Software and services stocks: capital compounders for a slow growth era
In today's environment of fair-to-expensive equity valuations and constrained economic growth expectations, stocks with the potential to generate steady—if sometimes modest—revenue growth and attractive free cash flow yields hold unique appeal.
These strengths can be found among a number of providers of enterprise software and related information technology services—firms that address the needs of corporate clients looking to reduce costs and improve efficiency by outsourcing services such as customer relationship management or customer billing. While our approach to securities selection is primarily bottom up, select stocks within this industry possess attributes that we believe can generate sustainable value, such as high and improving free cash flow margins and high returns on capital. In other words, these companies can grow and compound capital over time.
Software and services: a means to achieve earnings per share growth
In an environment where global GDP growth may be lower over the next five years than it was during the last decade, companies will be looking for ways to grow earnings per share. Select software and services providers enable their corporate clients to create potentially significant savings compared with the operational costs that these clients would incur from providing the same services in house.
This math is appealing for many chief financial officers and chief executive officers whose compensation is tied to their companies' earnings per share growth, which can be enhanced by cost savings as opposed to revenue growth derived from sales. In an environment of slow economic growth, earnings per share gains are often more potentially achievable than increases in revenue.

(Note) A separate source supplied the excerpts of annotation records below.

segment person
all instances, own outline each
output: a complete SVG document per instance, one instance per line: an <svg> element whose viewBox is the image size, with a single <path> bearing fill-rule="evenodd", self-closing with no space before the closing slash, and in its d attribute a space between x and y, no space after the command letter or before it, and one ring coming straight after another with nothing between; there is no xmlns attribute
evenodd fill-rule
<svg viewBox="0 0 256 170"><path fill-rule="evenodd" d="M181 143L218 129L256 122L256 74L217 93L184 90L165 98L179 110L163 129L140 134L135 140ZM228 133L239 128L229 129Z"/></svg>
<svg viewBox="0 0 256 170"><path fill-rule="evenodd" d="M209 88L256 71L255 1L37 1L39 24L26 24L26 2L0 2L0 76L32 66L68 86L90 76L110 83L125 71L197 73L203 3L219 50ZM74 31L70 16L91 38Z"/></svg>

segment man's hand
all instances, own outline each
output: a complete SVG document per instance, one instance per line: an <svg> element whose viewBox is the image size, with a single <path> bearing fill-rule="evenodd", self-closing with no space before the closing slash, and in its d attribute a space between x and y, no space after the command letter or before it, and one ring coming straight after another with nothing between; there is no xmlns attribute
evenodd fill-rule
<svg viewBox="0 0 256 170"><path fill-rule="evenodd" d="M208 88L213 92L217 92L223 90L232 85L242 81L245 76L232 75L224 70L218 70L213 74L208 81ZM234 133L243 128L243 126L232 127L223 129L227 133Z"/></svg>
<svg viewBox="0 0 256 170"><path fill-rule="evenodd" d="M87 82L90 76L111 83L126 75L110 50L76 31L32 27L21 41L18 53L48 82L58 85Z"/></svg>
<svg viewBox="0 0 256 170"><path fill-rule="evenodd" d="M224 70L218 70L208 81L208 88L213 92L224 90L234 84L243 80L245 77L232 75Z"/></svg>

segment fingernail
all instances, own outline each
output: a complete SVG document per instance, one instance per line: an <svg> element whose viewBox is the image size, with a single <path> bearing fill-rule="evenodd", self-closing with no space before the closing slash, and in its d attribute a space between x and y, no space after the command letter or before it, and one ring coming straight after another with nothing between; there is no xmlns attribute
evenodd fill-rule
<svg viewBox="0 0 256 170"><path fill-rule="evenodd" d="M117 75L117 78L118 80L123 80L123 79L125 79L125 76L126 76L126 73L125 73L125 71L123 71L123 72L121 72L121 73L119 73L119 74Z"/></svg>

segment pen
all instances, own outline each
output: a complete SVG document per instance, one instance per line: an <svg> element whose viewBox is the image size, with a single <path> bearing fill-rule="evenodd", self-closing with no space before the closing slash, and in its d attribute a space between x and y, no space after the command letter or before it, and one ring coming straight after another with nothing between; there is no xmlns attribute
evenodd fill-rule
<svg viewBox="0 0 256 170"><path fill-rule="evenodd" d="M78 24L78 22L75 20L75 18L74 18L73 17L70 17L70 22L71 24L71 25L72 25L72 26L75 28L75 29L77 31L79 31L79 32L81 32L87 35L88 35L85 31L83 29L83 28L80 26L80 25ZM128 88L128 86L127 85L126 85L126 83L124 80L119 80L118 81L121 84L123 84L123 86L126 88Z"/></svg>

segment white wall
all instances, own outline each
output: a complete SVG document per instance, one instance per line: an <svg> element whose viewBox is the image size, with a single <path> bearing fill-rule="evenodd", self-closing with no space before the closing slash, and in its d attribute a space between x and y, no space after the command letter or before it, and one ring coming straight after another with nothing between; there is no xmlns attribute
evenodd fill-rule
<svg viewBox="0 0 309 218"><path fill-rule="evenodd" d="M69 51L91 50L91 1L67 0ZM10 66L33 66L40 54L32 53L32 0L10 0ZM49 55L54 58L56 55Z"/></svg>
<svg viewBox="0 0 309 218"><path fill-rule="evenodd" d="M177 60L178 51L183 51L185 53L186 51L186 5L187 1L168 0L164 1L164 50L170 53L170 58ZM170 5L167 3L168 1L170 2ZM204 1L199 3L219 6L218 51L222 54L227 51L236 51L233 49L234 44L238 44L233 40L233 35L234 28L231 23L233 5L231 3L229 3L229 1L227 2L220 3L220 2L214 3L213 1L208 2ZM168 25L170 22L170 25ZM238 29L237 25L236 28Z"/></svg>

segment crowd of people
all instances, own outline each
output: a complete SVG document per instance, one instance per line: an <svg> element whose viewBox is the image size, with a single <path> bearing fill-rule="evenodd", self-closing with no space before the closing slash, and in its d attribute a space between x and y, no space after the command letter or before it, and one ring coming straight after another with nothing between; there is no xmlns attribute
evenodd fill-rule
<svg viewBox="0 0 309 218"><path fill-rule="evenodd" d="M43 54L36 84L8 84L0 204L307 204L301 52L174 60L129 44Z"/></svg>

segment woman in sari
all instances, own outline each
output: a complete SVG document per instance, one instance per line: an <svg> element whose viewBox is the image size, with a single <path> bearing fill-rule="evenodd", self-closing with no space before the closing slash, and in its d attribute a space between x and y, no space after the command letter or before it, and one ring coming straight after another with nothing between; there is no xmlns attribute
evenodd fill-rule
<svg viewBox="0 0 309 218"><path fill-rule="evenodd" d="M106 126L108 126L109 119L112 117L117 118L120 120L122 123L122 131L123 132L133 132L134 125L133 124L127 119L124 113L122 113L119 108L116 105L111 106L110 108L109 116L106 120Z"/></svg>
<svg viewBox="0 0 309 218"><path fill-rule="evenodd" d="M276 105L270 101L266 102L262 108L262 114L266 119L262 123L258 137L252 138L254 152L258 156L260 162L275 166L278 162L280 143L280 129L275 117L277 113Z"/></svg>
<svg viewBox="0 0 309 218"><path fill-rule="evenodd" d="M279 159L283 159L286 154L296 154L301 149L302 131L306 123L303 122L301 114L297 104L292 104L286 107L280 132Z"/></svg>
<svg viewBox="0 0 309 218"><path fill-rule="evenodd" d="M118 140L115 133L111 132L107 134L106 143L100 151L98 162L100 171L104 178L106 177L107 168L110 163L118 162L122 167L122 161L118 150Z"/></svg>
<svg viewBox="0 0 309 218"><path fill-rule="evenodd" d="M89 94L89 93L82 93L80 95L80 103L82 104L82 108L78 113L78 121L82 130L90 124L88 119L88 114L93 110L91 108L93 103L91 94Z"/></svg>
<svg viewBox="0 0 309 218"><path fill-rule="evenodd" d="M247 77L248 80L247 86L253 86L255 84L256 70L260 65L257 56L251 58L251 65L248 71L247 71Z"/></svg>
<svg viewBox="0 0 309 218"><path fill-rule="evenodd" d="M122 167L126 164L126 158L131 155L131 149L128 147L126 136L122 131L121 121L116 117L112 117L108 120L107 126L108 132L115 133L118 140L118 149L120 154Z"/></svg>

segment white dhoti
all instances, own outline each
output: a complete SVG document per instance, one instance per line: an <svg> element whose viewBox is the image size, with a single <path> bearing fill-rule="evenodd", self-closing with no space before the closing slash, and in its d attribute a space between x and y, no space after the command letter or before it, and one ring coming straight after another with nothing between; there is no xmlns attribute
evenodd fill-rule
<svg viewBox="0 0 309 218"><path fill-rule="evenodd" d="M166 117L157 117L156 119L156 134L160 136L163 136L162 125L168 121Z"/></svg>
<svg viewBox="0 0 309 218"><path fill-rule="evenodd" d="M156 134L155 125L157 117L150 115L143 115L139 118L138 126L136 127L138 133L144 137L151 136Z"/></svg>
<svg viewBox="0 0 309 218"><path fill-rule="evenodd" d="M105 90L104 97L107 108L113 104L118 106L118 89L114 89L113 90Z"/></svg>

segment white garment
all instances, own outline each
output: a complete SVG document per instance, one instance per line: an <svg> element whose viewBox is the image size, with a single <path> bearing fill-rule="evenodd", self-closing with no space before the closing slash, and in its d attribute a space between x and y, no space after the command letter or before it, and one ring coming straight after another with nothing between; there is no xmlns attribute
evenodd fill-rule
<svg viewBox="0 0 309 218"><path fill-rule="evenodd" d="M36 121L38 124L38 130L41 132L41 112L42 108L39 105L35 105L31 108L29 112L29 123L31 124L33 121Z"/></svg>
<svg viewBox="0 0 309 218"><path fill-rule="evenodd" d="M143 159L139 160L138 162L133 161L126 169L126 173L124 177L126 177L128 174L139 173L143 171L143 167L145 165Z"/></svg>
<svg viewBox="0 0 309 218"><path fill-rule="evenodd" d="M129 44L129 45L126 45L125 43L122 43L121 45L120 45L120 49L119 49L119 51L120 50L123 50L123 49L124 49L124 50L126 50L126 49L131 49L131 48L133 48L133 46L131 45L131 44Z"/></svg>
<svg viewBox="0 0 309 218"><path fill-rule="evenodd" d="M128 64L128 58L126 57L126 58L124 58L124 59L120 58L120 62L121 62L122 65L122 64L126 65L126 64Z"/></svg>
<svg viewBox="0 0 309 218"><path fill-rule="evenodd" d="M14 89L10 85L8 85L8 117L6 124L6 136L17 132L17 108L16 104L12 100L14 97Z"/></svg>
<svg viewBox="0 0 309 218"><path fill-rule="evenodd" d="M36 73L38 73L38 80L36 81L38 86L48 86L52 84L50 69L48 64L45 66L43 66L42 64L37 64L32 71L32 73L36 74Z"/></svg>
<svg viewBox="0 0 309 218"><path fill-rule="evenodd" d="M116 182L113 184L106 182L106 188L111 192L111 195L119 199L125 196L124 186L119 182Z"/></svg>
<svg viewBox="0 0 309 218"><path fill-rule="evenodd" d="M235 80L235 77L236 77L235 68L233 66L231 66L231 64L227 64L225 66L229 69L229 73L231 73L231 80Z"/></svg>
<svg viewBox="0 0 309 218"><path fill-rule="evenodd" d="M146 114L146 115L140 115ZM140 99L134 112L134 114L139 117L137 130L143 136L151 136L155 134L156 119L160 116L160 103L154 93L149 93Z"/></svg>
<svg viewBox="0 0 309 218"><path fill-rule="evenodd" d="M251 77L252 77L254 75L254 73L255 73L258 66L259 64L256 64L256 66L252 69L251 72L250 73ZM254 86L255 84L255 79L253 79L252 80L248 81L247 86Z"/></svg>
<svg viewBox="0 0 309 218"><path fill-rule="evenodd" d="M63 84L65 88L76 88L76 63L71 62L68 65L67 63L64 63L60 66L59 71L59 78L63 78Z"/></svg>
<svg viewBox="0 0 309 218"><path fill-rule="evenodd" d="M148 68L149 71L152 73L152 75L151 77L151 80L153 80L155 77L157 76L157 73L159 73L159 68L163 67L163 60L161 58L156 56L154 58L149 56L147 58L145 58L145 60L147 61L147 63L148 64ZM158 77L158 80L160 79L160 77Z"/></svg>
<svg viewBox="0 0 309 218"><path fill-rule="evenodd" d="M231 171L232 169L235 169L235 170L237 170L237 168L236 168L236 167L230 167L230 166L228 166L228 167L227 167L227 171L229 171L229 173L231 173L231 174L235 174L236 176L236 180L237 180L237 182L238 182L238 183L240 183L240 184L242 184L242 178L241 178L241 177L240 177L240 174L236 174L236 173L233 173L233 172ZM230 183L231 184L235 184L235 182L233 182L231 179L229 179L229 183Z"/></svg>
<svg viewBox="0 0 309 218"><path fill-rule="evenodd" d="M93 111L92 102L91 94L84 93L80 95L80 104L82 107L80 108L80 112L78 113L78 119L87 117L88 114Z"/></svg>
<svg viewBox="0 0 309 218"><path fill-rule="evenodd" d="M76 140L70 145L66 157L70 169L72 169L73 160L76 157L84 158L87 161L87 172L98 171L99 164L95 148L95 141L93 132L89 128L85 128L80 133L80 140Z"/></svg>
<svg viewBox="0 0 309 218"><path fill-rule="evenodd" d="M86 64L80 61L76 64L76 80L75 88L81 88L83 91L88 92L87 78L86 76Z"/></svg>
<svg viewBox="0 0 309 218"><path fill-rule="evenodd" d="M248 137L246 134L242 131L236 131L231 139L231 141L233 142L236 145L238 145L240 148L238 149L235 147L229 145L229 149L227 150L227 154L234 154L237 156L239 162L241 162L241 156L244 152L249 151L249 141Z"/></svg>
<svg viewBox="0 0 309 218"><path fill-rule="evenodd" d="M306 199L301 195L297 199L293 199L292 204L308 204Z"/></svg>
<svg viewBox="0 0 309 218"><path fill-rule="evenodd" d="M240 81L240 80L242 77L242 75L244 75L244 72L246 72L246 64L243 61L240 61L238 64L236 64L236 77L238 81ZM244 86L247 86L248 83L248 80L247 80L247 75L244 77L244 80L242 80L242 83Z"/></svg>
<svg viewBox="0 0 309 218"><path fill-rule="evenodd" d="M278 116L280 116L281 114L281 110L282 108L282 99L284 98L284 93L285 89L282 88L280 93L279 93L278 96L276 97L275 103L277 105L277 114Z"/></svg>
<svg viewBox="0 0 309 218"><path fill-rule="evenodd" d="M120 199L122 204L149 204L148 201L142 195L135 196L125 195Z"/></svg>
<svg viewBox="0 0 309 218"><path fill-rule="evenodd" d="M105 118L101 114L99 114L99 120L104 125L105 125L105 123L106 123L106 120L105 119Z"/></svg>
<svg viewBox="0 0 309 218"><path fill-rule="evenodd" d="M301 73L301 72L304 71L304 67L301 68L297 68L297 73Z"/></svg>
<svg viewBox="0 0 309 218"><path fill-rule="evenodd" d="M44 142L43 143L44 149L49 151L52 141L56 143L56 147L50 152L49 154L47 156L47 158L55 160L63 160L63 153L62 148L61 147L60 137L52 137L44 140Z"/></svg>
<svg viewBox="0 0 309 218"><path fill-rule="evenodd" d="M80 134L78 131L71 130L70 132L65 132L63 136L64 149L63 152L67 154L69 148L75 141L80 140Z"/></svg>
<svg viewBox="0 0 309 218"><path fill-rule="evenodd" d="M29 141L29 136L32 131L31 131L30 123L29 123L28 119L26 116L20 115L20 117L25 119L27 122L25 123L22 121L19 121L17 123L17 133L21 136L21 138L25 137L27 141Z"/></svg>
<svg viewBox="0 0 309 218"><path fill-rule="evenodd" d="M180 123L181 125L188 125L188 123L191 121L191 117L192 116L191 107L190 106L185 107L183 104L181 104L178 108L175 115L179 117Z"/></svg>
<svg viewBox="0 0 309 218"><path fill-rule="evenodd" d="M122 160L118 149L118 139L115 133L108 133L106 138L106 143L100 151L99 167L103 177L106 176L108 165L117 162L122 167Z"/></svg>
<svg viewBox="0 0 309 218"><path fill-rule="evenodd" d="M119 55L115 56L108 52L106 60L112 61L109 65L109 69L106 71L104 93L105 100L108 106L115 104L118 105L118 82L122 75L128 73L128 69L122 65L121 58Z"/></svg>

Software and services providers that help to measurably eliminate costs are seen as offering the potential to help client firms achieve their earnings per share growth targets.
Durable sources of revenue
The long-term nature of these software and services firms' contracts with corporate clients enhances their appeal in today's slow growth environment. Often, a contract may run 5 to 10 years, with the potential for extensions should the business relationship prove to be mutually beneficial for both parties. These contracts can produce stable and relatively predictable revenue, enabling software and services companies to generate strong free cash flow and enhance shareholder value through dividend payments and share repurchases.
While we continue to find many stocks globally that we like from an investment standpoint, we view the software and services industry as particularly attractive because of its strong organic revenue growth and the bottom-up opportunities that this industry growth presents. These companies exemplify our belief that stocks possessing strong free cash flow yields and robust free cash flow growth can generate attractive risk-adjusted returns over the long term, even in the current environment.
Important disclosures
The S&P 500 Index tracks the performance of 500 of the largest publicly traded companies in the United States. It is not possible to invest directly in an index. Free cash flow (FCF) yield is a measure of a company's cash available for distribution to shareholders per share after capital expenditures and taxes, divided by its share price. Earnings per share is a measure of a company's profit calculated by dividing earnings by the number of the company's common outstanding shares.
Foreign investing, especially in emerging markets, has additional risks, such as currency and market volatility and political and social instability. The technology industry can be significantly affected by obsolescence, short product cycles, falling prices and profits, market competition, and general economic conditions. A portfolio concentrated in one sector or that holds a limited number of securities may fluctuate more than a diversified portfolio.